反対世論の高まりの中小泉総理、南朝鮮を訪問


 小泉純一郎総理が15日、反対世論が高まる中で南朝鮮を訪問した。しかし市民団体は「実質的な過去の清算なしに、またも言葉あそびで韓国民をたぶらかした」と一斉に非難。南朝鮮の新聞も「小泉なぜ訪韓した」(中央日報)、「小泉総理の訪韓遺憾」(東亜日報)、「日総理のからっぽの訪韓手荷物」(京郷新聞)と批判的にとらえている。

過去の清算を回避

 「小泉総理の訪韓容認を即取り消せ」

 南朝鮮の市民団体は小泉総理が訪問する以前から、「日本が過去の責任を回避したまま、軍国主義を復活させる動きがある状況で訪韓はありえない」と、1000万署名運動などの反対行動を繰り広げていた。当日は100を超える団体がソウル市内10余カ所で反対集会を開き、デモを行なった。

 小泉総理の訪問に関しては政界からも、「これまでの問題を解決し新しい関係を構築できないなら、来ない方がまし」(李萬燮国会議長)と、反発が起こっていた。予定されていた国会訪問が中止されたのも、ハンナラ党議員らの反対が強かったからだ。

 南朝鮮では日本政府とりわけ小泉総理に対して根強い不信感がある。

 4月の小泉内閣発足当時総理は、靖国神社参拝を明言し、交戦権放棄を明示した憲法9条を見直す意思を公式に明かした。わい曲された歴史教科書問題は、小泉総理が就任する前から騒がれていた問題だが、日本当局が内外の批判と警告を一蹴し、「つくる会」の教科書を検定通過させたことで「右傾化する日本」という世論を決定づけた。

 南朝鮮では「日本政府は保守・右翼の風潮が急速に強まっているという内外の批判に対して、意見の多様性を最大限保障する戦後民主主義体制の無理解による誤解に過ぎないと反論してきた。しかし、(教科書検定通過によって)このような説明はもう通用することは難しくなった」(ハンギョレ新聞、4月27日付)と、警戒心が高まった。

 そして内外の反発にもかかわらず、小泉総理は8月靖国神社参拝を強行、教科書問題とともに反日運動がさらに盛り上がりを見せたのは周知のとおりだ。

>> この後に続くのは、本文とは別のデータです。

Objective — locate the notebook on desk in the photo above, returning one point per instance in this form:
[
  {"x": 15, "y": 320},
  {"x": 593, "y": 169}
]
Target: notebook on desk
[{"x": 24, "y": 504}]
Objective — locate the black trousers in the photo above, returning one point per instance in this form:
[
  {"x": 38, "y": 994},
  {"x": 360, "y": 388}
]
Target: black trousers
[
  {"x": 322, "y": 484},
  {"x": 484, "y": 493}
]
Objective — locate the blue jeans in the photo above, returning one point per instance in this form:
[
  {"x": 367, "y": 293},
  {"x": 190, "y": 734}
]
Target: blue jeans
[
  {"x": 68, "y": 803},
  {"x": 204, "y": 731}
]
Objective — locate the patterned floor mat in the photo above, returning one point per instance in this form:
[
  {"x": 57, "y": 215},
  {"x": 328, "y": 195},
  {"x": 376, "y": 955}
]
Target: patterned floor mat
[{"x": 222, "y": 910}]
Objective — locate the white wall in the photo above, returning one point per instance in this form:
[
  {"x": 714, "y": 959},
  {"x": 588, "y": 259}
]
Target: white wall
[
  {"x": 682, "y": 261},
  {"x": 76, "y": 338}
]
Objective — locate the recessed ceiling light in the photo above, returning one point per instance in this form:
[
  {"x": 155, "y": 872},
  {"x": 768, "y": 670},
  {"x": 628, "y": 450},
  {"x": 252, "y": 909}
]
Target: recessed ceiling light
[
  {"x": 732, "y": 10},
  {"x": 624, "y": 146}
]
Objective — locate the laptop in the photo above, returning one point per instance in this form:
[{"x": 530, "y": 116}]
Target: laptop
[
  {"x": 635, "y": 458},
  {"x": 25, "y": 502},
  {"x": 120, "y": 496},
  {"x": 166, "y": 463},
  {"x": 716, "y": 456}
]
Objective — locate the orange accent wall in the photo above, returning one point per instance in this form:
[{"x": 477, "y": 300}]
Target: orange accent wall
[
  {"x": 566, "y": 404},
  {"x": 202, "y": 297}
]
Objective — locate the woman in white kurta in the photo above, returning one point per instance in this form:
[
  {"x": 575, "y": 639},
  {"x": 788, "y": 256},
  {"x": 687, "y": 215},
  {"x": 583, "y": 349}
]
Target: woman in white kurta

 こういう状況で南を訪問する小泉総理を、マスコミは「厚顔無恥で、ごう慢外交の極致」(京郷新聞)と非難していた。大多数の市民の心情を代弁したものと言える。

海外派兵の既成事実化

 小泉総理は今回、過去の問題で「反省とおわび」を表明した。しかしマスコミは、懸案となっていた歴史教科書問題は、歴史共同研究機構を設置して正しい記述がなされるよう努力すると逃げ、靖国神社参拝問題は、反省もしなければ今後参拝しない意志も明らかにしなかった、と批判している。

 韓国日報は、今回の訪問は失敗だったとしながら、その理由を「歴史認識のギャップがひどかった」としている。

 小泉総理は「反省とおわび」を表明する反面、「過去をともに反省」、「戦いを反省し友好関係を築いた日米関係を見本に」(朝鮮に対する植民地支配と対米戦争を同じ次元でとらえている)と語った。誤った歴史認識を露呈した。これに対して、京郷新聞は「過去の責任を巧妙に薄めようと智謀を発揮した」と激しく非難した。

 この時期に南朝鮮を訪問した動機に対する疑問も広がっている。中央日報は「小泉総理は反テロ戦争という新しい国際状況を利用し、就任以来足かせとなっていた近隣外交の負担から抜け出すと同時に、自衛隊海外派兵を既成事実化する一挙両得の効果をねらって」訪問したのではないか、と指摘した。

 日本では小泉総理の南朝鮮訪問で懸案解決に向けたきっかけを作ったとの評価もあるが、南朝鮮では「小泉総理の(ソウルにおける)声明は欺まん的な政治ショーに過ぎない」(独島学会)との世論が高まっている。